I have an Amazon EC2 Machine running Ubuntu 10.04.
The default user, ubuntu's .bashrc seems to be behaving properly, but if I ssh or su to the second user, mikey, it doesn't display properly until I run bash:
Ex 1.) Changing user with su
mikey@home ~$ ssh ubuntu@EC2
ubuntu@EC2:~$
ubuntu@EC2:~$ su mikey
$
$ bash
mikey@EC2: $
Ex 2.) SSH-ing in directly as the user
mikey@home ~$ ssh mikey@EC2
/home/mikey/.bashrc: 13: shopt: not found
/home/mikey/.bashrc: 21: shopt: not found
/home/mikey/.bashrc: 99: shopt: not found
/etc/bash_completion: 33: [[: not found
/etc/bash_completion: 39: [[: not found
/etc/bash_completion: 52: Bad substitution
\[\e]0;\u@\h: \w\a\]\u@\h:\w$
\[\e]0;\u@\h: \w\a\]\u@\h:\w$ bash
mikey@EC2:~$
I've tried playing around with ~/.profile and ~/.bash_login to include
if [ -f ~/.bashrc ]; then
. ~/.bashrc
fi
but so far, nothing has seemed to do the trick.
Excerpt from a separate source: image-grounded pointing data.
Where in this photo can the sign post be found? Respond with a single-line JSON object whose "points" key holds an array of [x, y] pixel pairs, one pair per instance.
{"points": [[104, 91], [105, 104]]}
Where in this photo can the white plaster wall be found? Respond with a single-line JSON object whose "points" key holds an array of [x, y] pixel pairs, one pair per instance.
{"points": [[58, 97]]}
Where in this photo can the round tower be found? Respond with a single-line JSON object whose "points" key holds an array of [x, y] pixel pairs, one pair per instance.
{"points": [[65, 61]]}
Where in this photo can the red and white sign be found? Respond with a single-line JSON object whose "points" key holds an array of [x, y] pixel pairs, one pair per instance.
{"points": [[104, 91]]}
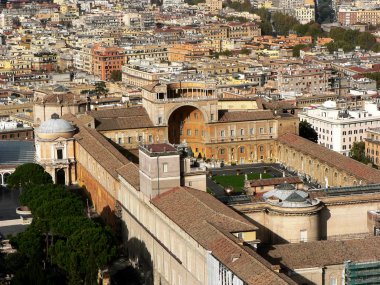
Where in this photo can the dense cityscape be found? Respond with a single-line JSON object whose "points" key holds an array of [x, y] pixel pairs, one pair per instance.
{"points": [[189, 142]]}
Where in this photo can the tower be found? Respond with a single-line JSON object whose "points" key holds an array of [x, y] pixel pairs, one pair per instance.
{"points": [[159, 169]]}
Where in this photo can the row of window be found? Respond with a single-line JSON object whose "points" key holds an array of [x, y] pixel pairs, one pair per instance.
{"points": [[242, 131], [241, 149], [139, 139]]}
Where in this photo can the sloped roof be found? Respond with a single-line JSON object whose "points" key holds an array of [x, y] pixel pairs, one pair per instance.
{"points": [[332, 158], [120, 119], [210, 223], [323, 253]]}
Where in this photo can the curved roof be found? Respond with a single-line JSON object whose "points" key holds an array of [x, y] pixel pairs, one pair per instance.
{"points": [[55, 125], [287, 196]]}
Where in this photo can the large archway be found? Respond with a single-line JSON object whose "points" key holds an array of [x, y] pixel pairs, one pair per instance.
{"points": [[60, 177], [187, 124]]}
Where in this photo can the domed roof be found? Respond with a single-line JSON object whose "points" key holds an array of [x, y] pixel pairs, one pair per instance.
{"points": [[285, 186], [289, 197], [55, 125]]}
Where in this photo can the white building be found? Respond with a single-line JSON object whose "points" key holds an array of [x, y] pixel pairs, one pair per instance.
{"points": [[305, 14], [339, 129]]}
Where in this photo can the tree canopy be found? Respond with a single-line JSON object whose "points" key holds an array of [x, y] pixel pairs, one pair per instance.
{"points": [[62, 245], [349, 39], [307, 131], [28, 175]]}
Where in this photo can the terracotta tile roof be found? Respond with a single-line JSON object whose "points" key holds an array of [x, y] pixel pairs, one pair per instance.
{"points": [[160, 147], [239, 116], [322, 253], [210, 223], [332, 158], [275, 181], [66, 98], [98, 147], [121, 119]]}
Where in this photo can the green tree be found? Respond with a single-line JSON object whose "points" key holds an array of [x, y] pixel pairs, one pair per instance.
{"points": [[28, 175], [283, 23], [307, 131]]}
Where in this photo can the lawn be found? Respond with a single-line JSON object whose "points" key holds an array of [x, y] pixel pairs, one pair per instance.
{"points": [[237, 181]]}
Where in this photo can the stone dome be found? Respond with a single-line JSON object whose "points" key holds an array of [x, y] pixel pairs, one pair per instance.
{"points": [[288, 196], [55, 127]]}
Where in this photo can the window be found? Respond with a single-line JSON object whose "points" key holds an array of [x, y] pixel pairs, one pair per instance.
{"points": [[303, 236], [333, 280], [59, 153]]}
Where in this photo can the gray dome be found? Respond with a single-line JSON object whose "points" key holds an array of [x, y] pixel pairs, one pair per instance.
{"points": [[55, 125], [291, 198]]}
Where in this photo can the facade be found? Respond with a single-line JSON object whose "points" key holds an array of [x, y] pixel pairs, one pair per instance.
{"points": [[330, 262], [337, 128], [372, 145], [57, 101], [215, 5], [193, 114], [305, 14], [55, 149], [107, 60], [172, 250], [352, 16], [216, 243], [321, 165]]}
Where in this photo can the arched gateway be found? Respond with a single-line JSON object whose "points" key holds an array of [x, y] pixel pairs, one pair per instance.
{"points": [[187, 124]]}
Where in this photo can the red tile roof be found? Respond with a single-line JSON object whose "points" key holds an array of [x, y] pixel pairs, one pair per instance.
{"points": [[210, 223], [332, 158], [323, 253], [239, 116], [121, 119]]}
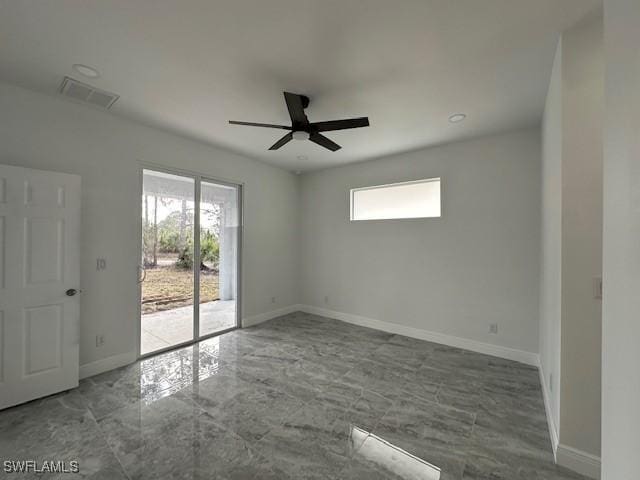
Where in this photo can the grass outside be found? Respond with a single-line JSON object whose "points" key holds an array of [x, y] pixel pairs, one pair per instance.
{"points": [[167, 287]]}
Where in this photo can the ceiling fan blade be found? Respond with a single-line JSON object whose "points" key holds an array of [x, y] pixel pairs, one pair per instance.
{"points": [[324, 142], [252, 124], [286, 139], [341, 124], [296, 109]]}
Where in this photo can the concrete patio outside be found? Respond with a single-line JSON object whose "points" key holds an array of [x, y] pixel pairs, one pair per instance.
{"points": [[160, 330]]}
any pointers would be greatly appreciated. thanks!
If, in fact, your shell isn't bash, you can try to change it like so:
usermod -s /bin/bash mikey
If /bin/bash is the location of bash on that system.
I think your default shell is dash or sh and not bash in this case. echo $SHELL should show it, should it show /bin/sh, it might be a link, so check that ls -l /bin/sh doesn't link to some other shell.